No need for me to pile on here, either. We all saw it or heard about it. He looked far better than Democrats feared and far better than Republicans predicted. A solid looking Joe Biden are the first words out of every commentator's mouth. At least to the eyes of Boomers, he looks fully "with it." He has tread on his tires.
U.S. readers pay little attention to Canada. My college classmate Sandford Borins had a long career as a professor at the University of Toronto, where he is now an Emeritus Professor of Public Management. He writes about campaigns, body language, and archetypes. I find very useful his notion of campaign positioning which boils down to three stock characters: Fool, Knave, or Hero. Each campaign considers its candidate the Hero. It then marshals images and incidents to show the opponent to be disqualified for office by either being incompetent -- the Fool -- or morally wrong -- the Knave.

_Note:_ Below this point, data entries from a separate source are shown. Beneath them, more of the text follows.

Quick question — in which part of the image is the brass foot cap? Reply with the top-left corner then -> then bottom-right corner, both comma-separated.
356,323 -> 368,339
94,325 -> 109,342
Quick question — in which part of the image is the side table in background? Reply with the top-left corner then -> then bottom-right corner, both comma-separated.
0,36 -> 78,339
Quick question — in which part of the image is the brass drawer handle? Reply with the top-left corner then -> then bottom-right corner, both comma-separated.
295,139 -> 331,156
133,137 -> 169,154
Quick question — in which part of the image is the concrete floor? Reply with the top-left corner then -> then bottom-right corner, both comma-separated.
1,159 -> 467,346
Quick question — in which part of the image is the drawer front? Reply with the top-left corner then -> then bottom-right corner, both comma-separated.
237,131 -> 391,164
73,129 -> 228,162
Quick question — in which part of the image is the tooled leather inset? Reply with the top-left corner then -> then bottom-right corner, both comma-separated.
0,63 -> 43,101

Republicans call Biden disqualified by being feeble and senile, a Fool. Democrats describe Trump as the insurrectionist, document-hoarder, tax cheat, and rapist -- the Knave.

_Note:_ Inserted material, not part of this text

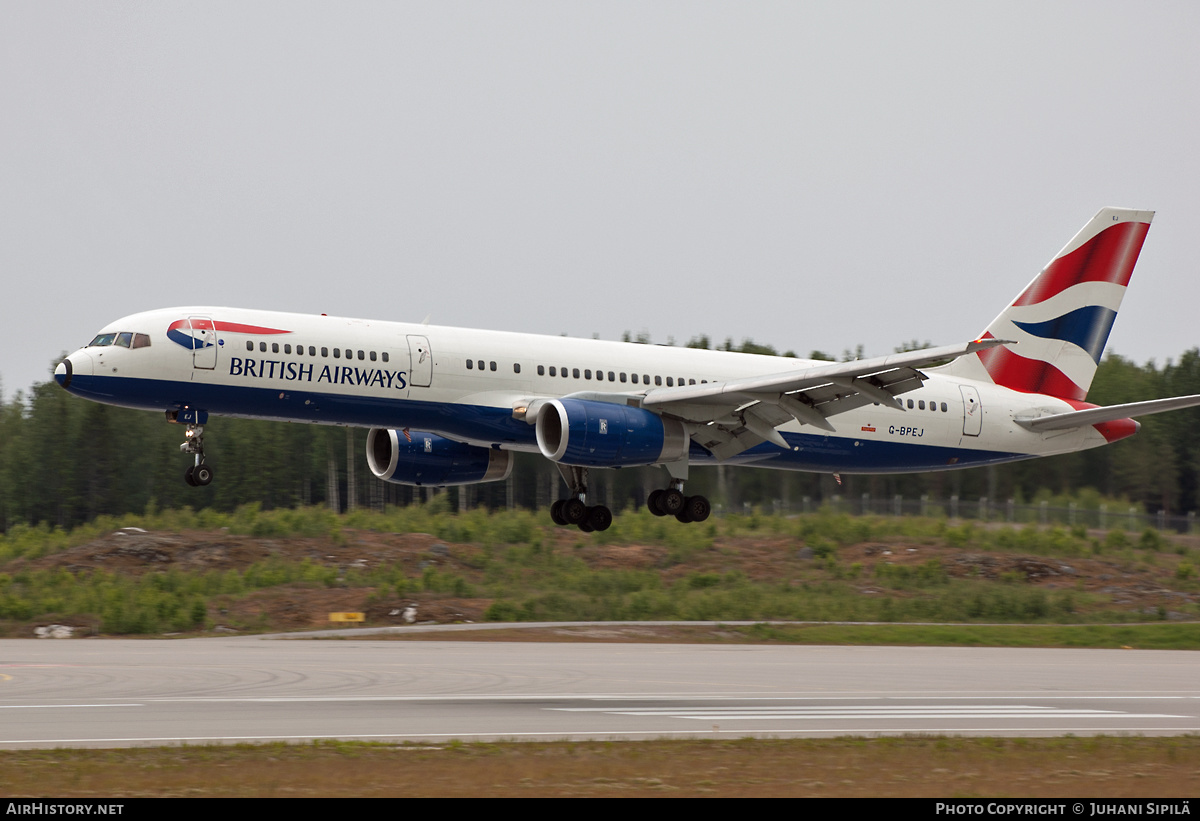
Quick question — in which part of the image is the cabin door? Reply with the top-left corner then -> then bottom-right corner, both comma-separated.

Borins has his own blog where he publishes about weekly, www.sandfordborins.com. This week he presented a bit of video that showed two examples of debate smackdown by Canadian politicians. We can see the power of tone and body language, showing either strength, moral clarity, and purpose or a show of a helpless gesture. Here is how he described the video that he introduced in his blog:
The exchange in the 1984 debate with then Prime Minister John Turner about Turner’s ratification of outgoing Prime Minister Pierre Trudeau’s numerous eleventh-hour patronage appointments. Turner twice said that he had no option. Mulroney didn’t accept that and argued that the country deserved better than the Liberals’ old attitudes and old stories of patronage appointments (logos). He made his point by throwing Turner’s words back at him with the repeated accusation “you had an option, sir!” (pathos). Mulroney referred to Turner as “sir” and used the phrase “if I may say respectfully” but the force of his accusation, accompanied by pointing at Turner like a prosecutor, was clear. In contrast, Turner’s repeated phrase, “I had no option,” accompanied by exculpatory spreading of his hands, sounded and looked weak. Admitting political impotence when one takes office is no way to keep the office. This exchange was that rare moment in political debate, a knockout punch.
Click Here |
I don't expect Biden and Trump to meet in a debate this time around or to see exchanges like these. Even a guilty verdict in one of Trump's cases won't be a knockout punch. Trump has already inoculated himself against that by telling his voters that he is the Hero of unfair prosecution and the Knave is the politically-motivated Biden/Jack Smith/George Soros crew.
I see Biden as remaining vulnerable to going from the Hero alternative to Trump-the-Knave into the incompetent Fool again. The way to avoid it is simple, but it is out of everyone's control. Just stay healthy and vigorous, like the guy we saw Thursday evening. He looked good. Presidential.
2 comments:
It's both what people say and how they say it that give us insight into their aspirations and temperament. The contrast between Biden and Trump couldn’t be more glaring: Biden is benevolent and focused on issues such as making education and health care more affordable; Trump is malicious and obsessed with election lies and threats of retribution.
The problem is that much of the electorate seems to view the elections as entertainment, and Trump's many crimes and scams admittedly make him more exciting. He's like a one-man freak show. Americans love it.
Agreed. Or should I say a greed, since that's the name of the game.
Trump has always been the jester, and his supporters angry fools.